Aki Kaurismaki’s “Total Balalaika Show” is the most incongruous — and inspired — crosscultural pairing since Nureyev danced with Miss Piggy. Hourlong concert docu, in which Finland’s Leningrad Cowboys trade standards with the ex-Red Army Choir, could have auds convulsing with laughter, stamping their feet and clapping their hands from Woodstock to Vladivostok.
Comedy and music webs, as well as specialized, campus and midnight-movie programmers, should delight in this surefire crowd-pleaser whose outlandish premise would have been unimaginable just a few years back.
Apart from a staged opening shot of a contract-signing, pic is a straight docu of the June 12, 1993, concert that Kaurismaki helped to initiate. Before a crowd of more than 70,000 in Helsinki’s Senate Square, the musically challenged Finnish rock band traded hot licks and bellowed dopey standards with the sometimes baffled, but always sonorous, Russian choir.
From the first note, it’s Irony Curtain all the way. A zaftig blonde, with the Cowboys’ trademark elongated-eggroll-on-a-diving-board bangs, introduces the show. Whereupon the Ruskies — over 100 strong and in dress uniform — perform “Finlandia” by Sibelius. Cowboychiks then segue into a rip-roaring rendition of “Let’s Work Together,” including deadpan “ah-woum-ah-woums” from the stentorian ex-Soviets.
Sober title cards announce each musical chestnut. “Volga Boatmen” is followed by the Turtles classic “Happy Together” featuring a serenade by a straight-faced and uniformed Russian soloist.
Another soloist does a serviceable Tom Jones imitation with “Delilah,” while lovely damsels in ornate Russian folk garb glide onstage. Other numbers: “Kalinka” (a rhythmic show-stopper), Bob Dylan’s “Knockin’ on Heaven’s Door” (with balalaika chorus) and “Gimme All Your Lovin’ ” (PDQ Bach-style treatment).
Kaurismaki provides the viewer with better-than-front-row seats, capturing the earnest conductor and his hard-working charges from multiple angles. Sound recording and mixing is crisp and resonant.

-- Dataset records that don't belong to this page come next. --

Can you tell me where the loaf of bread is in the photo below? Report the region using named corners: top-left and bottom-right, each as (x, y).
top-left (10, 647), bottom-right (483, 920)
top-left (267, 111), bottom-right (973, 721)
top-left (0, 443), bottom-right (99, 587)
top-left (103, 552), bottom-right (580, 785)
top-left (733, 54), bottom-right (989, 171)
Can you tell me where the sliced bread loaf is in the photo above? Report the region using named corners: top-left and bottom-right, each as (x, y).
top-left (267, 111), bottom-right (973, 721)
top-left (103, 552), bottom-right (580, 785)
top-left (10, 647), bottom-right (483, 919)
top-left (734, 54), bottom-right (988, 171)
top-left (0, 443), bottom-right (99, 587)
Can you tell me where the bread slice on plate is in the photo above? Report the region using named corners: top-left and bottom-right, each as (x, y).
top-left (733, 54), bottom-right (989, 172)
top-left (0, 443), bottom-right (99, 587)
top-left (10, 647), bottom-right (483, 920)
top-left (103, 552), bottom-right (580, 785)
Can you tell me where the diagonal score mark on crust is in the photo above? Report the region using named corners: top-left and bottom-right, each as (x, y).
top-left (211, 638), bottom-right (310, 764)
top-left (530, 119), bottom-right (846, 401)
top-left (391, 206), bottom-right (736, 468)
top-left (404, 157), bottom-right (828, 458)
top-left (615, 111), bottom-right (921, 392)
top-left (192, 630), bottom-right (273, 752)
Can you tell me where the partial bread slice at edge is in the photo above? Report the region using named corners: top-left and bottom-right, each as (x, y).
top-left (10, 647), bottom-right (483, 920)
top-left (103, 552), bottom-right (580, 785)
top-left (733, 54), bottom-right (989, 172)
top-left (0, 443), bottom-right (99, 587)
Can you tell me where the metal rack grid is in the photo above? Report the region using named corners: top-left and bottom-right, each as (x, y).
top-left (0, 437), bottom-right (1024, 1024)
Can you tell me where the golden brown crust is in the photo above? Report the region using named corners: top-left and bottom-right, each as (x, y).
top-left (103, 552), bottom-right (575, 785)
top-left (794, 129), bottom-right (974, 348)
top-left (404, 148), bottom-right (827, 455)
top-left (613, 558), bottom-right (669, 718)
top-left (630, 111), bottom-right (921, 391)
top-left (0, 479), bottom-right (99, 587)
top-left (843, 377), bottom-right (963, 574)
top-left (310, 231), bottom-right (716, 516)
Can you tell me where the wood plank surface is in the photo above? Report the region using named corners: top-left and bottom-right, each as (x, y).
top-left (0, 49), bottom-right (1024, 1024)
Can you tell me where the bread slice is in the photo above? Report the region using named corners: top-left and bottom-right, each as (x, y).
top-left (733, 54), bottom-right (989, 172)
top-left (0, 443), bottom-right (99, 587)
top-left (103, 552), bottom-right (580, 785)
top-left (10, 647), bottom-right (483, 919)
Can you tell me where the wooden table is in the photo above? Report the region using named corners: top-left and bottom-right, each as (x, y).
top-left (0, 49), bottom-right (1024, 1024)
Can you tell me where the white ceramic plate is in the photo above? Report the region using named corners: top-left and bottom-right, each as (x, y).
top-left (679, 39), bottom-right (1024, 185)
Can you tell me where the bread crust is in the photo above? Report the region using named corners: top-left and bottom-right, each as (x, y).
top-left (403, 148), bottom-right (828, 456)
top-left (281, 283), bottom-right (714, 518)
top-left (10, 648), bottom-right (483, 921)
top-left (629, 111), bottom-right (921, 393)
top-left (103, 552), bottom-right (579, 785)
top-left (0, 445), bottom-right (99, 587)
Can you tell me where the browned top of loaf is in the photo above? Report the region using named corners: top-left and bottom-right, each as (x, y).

Russians are frequently lit so their drab, olive uniforms glow red.
Stage decorations include fake palm trees, a bust of Lenin irreverently hunkered down behind the wheel of a convertible, and a full-sized red tractor that houses the Cowboys’ drummer.
Closing number is “Those Were the Days,” with Ruskie and Cowboy leads trading verses including “We’d live the life we choose/We’d fight and never lose” with their arms around each other’s shoulders.